To explore the population characteristics of women undergoing induced abortions and determine high-risk populations for reproductive health services in China's metropolises. Study subjects were all women undergoing induced abortions at a large service center for family planning between January 2010 and December 2011 in Beijing. Relevant information was extracted from unified registration forms for induced abortions developed by the Ministry of Health, including age, permanent residency (Beijing/floating population in Beijing), marital status (single/married) and pregnancy history. The population characteristics were described. They were then divided into 3 groups according to marital status and reproductive history: unmarried, married without children and married with children. The population characteristics were further compared among three groups, including age, permanent residency, number of abortion and time interval between current induced abortion and previous one. A total of 18 745 women were identified, including 9 601 women undergoing an induced abortion in 2010 and 9 144 in 2011. The average age was (27 ± 6) (14-49) years. The women under 20 years accounted for 4.5% (845/18 745), floating women 63.1% (11 829/18 745), unmarried 45.0% (8 437/18 745) and women with repeated abortion 54.2% (10 161/18 745). Among women with repeated abortion, the women whose time interval between current abortion and previous one was under 1 year accounting for 26% (2 639/10 161) and those with induced abortions more than thrice (39.4%, 4 006/10 161).
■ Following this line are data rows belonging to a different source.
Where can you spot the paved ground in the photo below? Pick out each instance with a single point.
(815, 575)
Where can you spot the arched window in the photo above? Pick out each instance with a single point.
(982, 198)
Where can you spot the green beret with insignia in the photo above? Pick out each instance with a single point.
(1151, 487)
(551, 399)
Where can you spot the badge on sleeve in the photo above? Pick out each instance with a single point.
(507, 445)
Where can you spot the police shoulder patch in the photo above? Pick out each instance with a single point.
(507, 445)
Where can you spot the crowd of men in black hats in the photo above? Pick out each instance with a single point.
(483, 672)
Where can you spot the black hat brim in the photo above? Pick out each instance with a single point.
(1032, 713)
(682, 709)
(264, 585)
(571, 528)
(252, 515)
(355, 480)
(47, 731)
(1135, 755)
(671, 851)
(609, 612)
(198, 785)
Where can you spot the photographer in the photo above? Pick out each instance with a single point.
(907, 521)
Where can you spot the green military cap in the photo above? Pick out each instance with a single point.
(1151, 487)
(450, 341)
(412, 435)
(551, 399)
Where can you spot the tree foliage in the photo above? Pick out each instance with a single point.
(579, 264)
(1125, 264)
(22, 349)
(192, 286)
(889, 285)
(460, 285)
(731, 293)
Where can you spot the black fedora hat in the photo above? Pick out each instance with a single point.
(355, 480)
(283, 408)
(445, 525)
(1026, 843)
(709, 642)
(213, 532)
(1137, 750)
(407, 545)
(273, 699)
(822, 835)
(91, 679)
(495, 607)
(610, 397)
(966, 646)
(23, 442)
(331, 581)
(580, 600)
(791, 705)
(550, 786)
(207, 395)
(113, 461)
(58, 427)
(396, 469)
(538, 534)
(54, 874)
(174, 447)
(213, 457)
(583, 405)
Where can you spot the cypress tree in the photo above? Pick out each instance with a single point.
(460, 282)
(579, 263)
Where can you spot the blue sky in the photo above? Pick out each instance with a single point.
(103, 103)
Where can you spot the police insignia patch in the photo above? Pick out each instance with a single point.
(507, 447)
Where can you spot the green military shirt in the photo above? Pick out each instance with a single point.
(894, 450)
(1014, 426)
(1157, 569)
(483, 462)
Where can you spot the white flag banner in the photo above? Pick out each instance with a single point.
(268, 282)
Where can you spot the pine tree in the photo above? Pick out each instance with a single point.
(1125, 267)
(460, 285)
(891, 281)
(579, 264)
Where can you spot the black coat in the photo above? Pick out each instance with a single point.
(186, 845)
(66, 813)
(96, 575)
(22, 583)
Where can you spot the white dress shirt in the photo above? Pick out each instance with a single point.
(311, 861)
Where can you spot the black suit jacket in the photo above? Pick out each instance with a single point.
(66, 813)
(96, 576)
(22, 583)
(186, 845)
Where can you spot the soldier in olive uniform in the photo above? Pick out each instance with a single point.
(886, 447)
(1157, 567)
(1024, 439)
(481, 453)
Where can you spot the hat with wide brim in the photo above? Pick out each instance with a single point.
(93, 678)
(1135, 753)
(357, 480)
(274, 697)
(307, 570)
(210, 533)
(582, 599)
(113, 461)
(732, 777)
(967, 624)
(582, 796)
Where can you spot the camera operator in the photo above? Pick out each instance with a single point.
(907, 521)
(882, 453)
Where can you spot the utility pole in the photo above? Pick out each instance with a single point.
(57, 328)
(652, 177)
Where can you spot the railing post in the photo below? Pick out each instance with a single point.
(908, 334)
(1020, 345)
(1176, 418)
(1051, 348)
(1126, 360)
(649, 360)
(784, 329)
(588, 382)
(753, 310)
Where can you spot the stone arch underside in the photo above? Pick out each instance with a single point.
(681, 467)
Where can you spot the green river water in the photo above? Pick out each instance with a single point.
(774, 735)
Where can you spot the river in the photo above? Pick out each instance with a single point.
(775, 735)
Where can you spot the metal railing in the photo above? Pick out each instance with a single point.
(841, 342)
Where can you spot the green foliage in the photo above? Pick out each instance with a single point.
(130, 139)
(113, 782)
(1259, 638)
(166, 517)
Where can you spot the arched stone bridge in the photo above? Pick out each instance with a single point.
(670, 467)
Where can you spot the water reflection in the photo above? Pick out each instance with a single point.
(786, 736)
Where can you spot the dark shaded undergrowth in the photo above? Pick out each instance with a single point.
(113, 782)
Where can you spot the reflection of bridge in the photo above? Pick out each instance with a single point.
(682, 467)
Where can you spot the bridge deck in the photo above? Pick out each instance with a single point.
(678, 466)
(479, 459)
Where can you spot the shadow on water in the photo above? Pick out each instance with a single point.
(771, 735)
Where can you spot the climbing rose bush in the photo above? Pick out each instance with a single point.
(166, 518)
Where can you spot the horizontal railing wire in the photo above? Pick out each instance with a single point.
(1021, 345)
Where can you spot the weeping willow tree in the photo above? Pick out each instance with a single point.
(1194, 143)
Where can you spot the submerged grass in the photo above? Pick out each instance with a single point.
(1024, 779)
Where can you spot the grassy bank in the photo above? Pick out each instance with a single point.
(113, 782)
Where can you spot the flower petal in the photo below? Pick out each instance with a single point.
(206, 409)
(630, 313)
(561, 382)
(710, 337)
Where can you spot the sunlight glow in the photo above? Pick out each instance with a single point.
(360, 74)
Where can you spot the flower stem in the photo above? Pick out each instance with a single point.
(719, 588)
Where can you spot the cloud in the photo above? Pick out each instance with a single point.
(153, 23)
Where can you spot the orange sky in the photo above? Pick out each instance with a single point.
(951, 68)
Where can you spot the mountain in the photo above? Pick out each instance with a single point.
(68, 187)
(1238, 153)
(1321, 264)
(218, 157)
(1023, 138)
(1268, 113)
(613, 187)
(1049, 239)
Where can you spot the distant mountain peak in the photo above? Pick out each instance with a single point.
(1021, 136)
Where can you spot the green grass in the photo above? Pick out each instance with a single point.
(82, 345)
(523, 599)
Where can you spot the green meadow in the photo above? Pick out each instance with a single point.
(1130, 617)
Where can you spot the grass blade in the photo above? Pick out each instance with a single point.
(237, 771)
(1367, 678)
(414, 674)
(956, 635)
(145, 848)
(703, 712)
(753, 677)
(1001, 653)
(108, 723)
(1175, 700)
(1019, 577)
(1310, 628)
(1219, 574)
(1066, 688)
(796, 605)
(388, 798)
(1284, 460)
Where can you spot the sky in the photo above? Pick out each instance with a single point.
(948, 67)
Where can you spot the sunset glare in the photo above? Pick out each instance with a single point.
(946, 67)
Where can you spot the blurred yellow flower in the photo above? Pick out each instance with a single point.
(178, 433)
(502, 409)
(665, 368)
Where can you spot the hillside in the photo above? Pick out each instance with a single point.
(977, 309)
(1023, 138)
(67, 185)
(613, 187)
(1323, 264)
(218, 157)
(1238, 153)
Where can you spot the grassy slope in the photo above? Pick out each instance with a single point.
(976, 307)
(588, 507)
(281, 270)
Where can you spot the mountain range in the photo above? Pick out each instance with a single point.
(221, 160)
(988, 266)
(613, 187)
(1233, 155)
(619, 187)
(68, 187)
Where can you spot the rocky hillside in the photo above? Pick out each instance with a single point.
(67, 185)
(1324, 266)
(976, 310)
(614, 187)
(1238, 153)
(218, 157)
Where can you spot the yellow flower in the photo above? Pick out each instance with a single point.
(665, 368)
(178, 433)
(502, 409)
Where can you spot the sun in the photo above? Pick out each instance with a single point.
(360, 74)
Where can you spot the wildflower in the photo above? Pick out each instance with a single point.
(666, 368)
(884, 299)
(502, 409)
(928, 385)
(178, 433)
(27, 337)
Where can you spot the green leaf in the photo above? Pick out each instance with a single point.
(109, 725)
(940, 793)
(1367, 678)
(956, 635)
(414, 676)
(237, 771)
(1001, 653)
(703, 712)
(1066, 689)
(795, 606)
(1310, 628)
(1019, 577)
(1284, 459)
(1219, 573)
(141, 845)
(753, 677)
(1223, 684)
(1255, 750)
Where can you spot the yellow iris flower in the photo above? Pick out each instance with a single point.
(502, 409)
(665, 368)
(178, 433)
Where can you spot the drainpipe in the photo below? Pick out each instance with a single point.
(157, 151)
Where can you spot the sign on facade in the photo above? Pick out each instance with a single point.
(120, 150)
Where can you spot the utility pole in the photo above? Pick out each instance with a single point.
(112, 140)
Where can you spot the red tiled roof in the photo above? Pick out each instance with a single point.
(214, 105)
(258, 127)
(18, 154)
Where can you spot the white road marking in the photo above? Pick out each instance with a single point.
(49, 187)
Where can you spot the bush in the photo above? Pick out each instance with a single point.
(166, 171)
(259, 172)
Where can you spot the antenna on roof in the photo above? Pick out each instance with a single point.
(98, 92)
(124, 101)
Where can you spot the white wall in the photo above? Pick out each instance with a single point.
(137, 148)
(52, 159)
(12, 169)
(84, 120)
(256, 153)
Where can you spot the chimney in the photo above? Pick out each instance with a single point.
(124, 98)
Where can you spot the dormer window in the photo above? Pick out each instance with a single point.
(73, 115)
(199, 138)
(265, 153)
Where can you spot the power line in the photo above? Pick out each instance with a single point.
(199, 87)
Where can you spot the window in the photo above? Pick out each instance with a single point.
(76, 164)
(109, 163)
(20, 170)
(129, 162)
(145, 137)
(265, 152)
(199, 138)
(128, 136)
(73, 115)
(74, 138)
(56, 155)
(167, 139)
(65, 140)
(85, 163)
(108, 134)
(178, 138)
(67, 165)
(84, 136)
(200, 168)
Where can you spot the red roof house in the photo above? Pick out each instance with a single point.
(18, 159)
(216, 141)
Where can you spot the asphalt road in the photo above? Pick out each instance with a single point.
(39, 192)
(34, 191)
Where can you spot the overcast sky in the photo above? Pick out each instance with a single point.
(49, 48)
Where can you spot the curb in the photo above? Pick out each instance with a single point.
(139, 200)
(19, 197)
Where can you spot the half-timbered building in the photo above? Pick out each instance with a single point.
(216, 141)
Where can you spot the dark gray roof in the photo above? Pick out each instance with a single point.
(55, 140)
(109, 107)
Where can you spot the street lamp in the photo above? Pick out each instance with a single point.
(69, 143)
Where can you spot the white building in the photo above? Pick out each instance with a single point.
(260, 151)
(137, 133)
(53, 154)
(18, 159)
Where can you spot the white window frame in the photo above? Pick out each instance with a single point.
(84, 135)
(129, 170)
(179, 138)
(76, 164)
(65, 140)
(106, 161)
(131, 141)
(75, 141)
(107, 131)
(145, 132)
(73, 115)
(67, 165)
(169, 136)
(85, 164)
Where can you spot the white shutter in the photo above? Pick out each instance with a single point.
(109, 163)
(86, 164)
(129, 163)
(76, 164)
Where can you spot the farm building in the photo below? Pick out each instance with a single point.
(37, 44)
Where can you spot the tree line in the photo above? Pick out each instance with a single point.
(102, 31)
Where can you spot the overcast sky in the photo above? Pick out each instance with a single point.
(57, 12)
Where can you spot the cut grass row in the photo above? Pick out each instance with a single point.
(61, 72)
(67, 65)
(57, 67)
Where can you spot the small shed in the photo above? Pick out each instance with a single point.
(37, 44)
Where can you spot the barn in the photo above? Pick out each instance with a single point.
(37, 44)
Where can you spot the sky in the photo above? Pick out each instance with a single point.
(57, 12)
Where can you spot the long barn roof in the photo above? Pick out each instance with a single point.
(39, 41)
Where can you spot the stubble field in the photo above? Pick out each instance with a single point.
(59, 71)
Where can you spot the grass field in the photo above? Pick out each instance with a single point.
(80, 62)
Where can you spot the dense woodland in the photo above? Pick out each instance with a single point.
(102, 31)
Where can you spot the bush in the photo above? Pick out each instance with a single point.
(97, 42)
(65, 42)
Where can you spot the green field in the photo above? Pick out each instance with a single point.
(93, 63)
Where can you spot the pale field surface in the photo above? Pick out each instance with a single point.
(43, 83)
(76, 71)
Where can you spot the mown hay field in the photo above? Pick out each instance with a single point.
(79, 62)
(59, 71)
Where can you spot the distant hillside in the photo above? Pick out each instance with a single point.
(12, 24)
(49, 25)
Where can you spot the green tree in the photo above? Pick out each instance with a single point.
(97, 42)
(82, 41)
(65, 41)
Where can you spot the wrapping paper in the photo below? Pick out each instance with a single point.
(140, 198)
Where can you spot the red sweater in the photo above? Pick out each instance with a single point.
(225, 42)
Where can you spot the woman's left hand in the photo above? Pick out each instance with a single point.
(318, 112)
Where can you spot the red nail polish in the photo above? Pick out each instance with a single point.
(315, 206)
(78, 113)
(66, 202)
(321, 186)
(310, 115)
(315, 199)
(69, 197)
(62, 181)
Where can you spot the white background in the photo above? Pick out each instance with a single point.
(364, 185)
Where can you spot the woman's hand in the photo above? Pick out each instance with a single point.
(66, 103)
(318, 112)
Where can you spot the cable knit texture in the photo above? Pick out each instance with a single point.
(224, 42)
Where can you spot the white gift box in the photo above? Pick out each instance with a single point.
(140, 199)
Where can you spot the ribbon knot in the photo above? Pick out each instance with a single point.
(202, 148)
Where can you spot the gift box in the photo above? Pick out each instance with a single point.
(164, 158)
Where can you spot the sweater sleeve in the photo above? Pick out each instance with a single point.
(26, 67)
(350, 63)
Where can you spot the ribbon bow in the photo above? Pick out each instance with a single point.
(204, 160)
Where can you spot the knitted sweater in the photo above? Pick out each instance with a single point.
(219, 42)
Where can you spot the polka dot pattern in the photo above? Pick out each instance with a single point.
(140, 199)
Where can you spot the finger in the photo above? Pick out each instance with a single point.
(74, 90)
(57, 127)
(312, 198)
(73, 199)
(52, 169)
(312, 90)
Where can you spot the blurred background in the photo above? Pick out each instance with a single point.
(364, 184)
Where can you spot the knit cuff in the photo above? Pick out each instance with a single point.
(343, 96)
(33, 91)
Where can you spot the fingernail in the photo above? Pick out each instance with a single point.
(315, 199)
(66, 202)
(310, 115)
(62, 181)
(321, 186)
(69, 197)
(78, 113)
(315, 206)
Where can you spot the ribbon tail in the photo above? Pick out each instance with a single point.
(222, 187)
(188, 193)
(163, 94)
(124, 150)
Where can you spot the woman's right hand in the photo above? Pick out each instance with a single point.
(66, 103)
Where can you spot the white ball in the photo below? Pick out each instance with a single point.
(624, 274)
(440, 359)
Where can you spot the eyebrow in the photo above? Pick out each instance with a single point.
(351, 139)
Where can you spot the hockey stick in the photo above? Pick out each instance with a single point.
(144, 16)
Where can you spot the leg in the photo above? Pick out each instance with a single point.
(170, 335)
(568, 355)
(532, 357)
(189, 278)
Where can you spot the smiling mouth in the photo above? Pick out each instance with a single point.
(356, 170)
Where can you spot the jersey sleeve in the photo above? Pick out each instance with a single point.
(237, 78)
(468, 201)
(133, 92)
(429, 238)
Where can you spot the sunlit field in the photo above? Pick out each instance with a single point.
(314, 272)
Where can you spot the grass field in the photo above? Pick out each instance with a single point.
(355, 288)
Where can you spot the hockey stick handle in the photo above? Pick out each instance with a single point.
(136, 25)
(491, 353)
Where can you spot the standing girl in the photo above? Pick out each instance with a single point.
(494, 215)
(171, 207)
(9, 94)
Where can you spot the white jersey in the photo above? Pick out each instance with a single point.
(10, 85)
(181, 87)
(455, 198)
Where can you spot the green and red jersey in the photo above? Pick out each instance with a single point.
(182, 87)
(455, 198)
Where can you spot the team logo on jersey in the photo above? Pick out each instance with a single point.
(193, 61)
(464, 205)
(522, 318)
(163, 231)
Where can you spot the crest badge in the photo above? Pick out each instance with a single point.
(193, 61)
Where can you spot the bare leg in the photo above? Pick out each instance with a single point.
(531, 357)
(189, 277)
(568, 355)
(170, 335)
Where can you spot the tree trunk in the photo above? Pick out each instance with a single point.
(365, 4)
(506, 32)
The percentage of floating women was the highest in unmarried group (P < 0.01). And the percentage for those time interval between current abortion and previous one was less than 1 year. And it was also the highest in unmarried women among three groups (P < 0.01). In Chinese metropolitan areas, two-thirds of women with induced abortions is from floating population. Approximately a half are unmarried, over a half have induced abortions and time interval is the shortest in unmarried women. It suggests that reproductive health services for floating and unmarried women should be strengthened.